The other day my elder sister was taking her 8yo nephew to his summer camp on her Activa, when they both met with an accident.
While she protected my nephew with her arm like a true Jhansi ki Rani, she ended up twisting her own foot in the process.
The innocent 8yo walked up to the driver of the tempo traveller, which was the same vehicle whose brakes had failed, and asked him innocently yet protectively, “Why did you hit my mom?”
In that state of lying on the floor she asked my nephew to come back to her, and told him, “I’m fine, nothing has happened to me.”
This is where I wish parents changed themselves. (My sister did, after my lecture :))
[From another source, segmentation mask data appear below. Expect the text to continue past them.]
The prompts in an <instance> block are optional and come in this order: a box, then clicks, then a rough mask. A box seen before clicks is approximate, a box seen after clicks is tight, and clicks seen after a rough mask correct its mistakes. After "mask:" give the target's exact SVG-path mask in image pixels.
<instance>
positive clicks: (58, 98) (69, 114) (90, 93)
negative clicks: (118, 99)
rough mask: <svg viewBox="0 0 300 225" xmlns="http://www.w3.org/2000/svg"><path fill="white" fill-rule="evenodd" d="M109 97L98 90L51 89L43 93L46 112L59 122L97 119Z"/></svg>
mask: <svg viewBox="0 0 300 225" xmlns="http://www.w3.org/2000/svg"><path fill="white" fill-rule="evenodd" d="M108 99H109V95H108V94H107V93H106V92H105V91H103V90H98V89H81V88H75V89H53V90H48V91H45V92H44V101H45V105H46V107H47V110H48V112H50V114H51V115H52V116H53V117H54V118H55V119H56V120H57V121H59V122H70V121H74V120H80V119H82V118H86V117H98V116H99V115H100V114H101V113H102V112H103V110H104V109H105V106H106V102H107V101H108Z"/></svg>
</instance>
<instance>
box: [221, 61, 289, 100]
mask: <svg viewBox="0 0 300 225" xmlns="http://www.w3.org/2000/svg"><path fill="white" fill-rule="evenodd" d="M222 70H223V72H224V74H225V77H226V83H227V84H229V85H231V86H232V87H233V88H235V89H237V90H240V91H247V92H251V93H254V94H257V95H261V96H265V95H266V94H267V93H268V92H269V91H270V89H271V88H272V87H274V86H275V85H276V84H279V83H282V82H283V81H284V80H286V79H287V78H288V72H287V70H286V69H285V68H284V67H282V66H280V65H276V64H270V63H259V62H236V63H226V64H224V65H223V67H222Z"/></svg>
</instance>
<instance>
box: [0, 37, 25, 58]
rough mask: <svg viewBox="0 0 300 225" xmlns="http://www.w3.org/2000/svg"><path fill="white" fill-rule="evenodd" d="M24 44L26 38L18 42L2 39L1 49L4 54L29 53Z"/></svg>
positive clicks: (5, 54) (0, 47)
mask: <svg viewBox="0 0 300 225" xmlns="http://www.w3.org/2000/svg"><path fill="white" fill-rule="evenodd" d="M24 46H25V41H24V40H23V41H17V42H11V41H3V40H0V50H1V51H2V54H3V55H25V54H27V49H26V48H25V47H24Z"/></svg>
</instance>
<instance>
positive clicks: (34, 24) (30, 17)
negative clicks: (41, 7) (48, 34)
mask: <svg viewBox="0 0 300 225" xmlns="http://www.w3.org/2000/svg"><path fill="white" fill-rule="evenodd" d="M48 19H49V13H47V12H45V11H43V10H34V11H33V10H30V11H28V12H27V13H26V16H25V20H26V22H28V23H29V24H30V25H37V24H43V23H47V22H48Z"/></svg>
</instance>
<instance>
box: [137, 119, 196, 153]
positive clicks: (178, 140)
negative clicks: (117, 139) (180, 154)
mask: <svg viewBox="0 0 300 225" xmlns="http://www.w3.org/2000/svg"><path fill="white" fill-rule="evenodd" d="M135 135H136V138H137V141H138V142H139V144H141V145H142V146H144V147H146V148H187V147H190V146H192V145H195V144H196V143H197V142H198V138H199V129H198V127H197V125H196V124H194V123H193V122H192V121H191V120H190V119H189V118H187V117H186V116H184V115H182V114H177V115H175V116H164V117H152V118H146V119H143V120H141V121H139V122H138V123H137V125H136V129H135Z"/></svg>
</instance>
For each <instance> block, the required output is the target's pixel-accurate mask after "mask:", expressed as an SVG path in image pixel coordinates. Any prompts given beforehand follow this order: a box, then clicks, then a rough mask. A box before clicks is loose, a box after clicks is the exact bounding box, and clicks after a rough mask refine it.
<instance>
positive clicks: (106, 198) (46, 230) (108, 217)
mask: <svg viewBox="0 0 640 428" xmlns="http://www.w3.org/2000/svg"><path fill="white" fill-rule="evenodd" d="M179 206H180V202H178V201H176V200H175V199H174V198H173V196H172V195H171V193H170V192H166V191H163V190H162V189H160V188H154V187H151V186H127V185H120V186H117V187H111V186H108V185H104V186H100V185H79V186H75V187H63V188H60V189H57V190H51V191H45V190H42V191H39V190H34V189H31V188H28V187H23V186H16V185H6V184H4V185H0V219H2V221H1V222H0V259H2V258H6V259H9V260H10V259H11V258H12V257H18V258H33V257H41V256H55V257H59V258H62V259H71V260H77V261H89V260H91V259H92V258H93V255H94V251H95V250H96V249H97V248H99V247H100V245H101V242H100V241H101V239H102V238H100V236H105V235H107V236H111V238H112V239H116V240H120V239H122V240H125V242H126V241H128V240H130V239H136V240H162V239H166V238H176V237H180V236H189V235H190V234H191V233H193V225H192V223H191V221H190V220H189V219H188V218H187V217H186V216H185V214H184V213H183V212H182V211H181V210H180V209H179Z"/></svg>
Parents project themselves to be unharmed, 10/10 absolutely I-can-do-it-with-a-broken-leg kinda humans, who are never prone to any hurt, physical or emotional.
And then one day when we grow up, when our head hits the brick a thousand times, we realise in the most unexpected ways that our parents are humans too. They aren’t as perfect as we think them to be. They were never. And it gives us more empathy, but after a lot of years of unrequited anger.
So here is my request to all parents, even though I am least qualified to: Share your most real pains and problems with your kids. Not because you would burden them. But because you want them to be witnesses and partners in your life. Because you want them to feel okay when they go through the same things, which they invariably would. Because you want them to know that life is not as rosy, yet it is up to us what we do to what has been done to us.
Authenticity never goes out of style. Ever.